Children and teenagers exposed to high levels of traffic pollution were found to show signs of premature aging, according to new study.
Researchers in California also found youngsters with asthma had higher levels of a pollutant caused by motor vehicle exhaust. Those with higher levels had a specific type of DNA damage called telomere shortening - the main cause of age-related break down of our cells.
Telomeres are vital to our health - they can be described as the caps at the end of each strand of DNA that protect our chromosomes, like the plastic tips at the end of shoelaces.
'Children may be especially vulnerable to the effects of telomeric DNA damage due to their physical development as well as developing immune system,' wrote Dr John Balmes from the University of California, Berkeley, and his colleagues who carried out the study published in the Journal of Occupational and Environmental Medicine.
We already know how harmful outdoor air pollution is - it is responsible for about 3.7 million deaths a year according to the World Health Organization.
Many previous studies have demonstrated that exposure is associated with heart and lung diseases - such as asthma, lung cancer, ischemic heart disease, and stroke. Despite this mounting evidence, the exact underlying mechanisms by which air pollutants cause this is not clear, the authors note. The new preliminary study suggests telomeres may be the key to understanding how pollution exposure leads to adverse health outcomes.
The study analyzed 14 children and adolescents living in Fresno, California - the second-most polluted city in the US.
The researchers assessed the relationship between an 'ubiquitous' motor vehicle exhaust air pollutant called polycyclic aromatic hydrocarbons (PAHs), and shortening of telomeres.
As the exposure to PAHs increased, telomere length decreased. Children and teenagers with asthma were exposed to higher PAH levels than those without asthma.
The relationship between PAH level and telomere shortening remained significant after adjustments for asthma and other factors (age, sex, and race/ethnicity) weer made.
Previous studies suggest that telomere length is linked to progression in chronic obstructive pulmonary disease (COPD).
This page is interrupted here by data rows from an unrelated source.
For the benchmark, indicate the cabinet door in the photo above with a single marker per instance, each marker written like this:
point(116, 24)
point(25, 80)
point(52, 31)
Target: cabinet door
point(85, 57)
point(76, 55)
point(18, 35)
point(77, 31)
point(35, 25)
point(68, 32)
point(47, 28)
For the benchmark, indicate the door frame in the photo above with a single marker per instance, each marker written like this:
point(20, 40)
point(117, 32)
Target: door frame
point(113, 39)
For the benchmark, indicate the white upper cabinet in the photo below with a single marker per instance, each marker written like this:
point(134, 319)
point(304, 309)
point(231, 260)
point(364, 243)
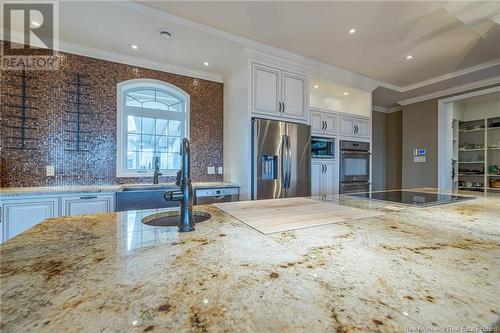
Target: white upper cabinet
point(355, 127)
point(362, 127)
point(346, 125)
point(266, 90)
point(278, 93)
point(323, 123)
point(293, 96)
point(317, 123)
point(316, 177)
It also suggests that children may have 'different telomere shortening regulation than adults' - which might make them more vulnerable to the damaging effects of air pollution.
The authors wrote, 'Our results suggest that telomere length may have potential for use as a biomarker of DNA damage due to environmental exposures and/or chronic inflammation.
'Greater knowledge of the impact of air pollution at the molecular level is necessary to design effective interventions and policies.'
Telomeres are shortened as we age, but telomeres can also be shortened by stress, smoking, obesity, lack of exercise and a poor diet, previous research has shown.